When you appear on “Jeopardy,” and the little blue screen lights up with “two basic wind turbine tower design requirements,” you either answer, “What are size and elegance?” or Alex gives you that condescending look, patronizing you with his patented “I’m sorry.”
Size and elegance determine the quality of your wind turbine tower’s design. High-quality materials help, but even allegedly “unbreakable” materials will fail if the design does not honor the basic principles.
Questionable designs for wind turbine towers…
Towers come in as many shapes, and sizes as Dunkin’ Doughnuts has sweet treats, and the engineer or factory representative behind each “new and improved” design swears his will max-out power while minimizing cost. The slickest sales guys will show multi-color charts and graphs, dramatically proving how their towers beat the competition by every measure-except you have never heard of the strange measures and bizarre calculus these guys have applied to make their graphs bubble-up in just the right places. The more you study, the more perplexed you become. Meanwhile, you really would like to get yours and running before fossil fuels run-out and something vaguely apocalyptic befalls.
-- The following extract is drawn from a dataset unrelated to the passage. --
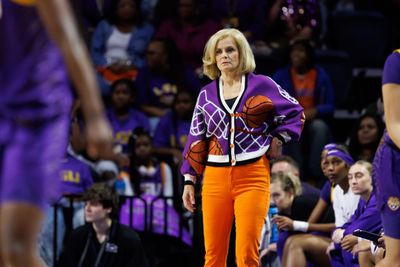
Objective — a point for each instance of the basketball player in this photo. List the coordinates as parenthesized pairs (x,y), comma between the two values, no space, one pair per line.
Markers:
(34,116)
(240,120)
(387,162)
The slicker the sales pitch, the greater the hyperbole, the more enthusiasm in the sales guy’s voice, the more you absolutely must not trust the guy’s claims if they seem unreasonable. As you select yours, keep the basics firmly in mind: You want yours to spread as fast as possible and stretch as tall as possible with just enough of just the right stuff. Guyed wires, for example, do not meet the test of elegance if in a high visibility area though they are a great choice for many.
You do not need an advanced degree in civil engineering to select the right tower for your location and machine. You do, however, need unwavering common sense. Among big wind turbine towers, the principle of “big and elegant” always applies, and common sense prevails. It may not be as important for smaller towers.
Well-designed wind turbine towers…
Civil engineers no less than fashion designers ought strictly to follow the fundamental “principle of elegance,” insisting on simplicity. Conceiving it a little more practice, civil engineers ought to insist on “just enough of just the right stuff.” When a design has more fluff and frou-frou than rigidity and stress tolerance, we ought not to walk it down the runway or erect it in our backyards. Too many moving parts make wind generator towers vulnerable. Lattice towers and welded steel posts with guyed wires will perform well in small earthquakes and high winds, but please beware because Mother Nature’s gyrations can tear out your anchors if not installed properly.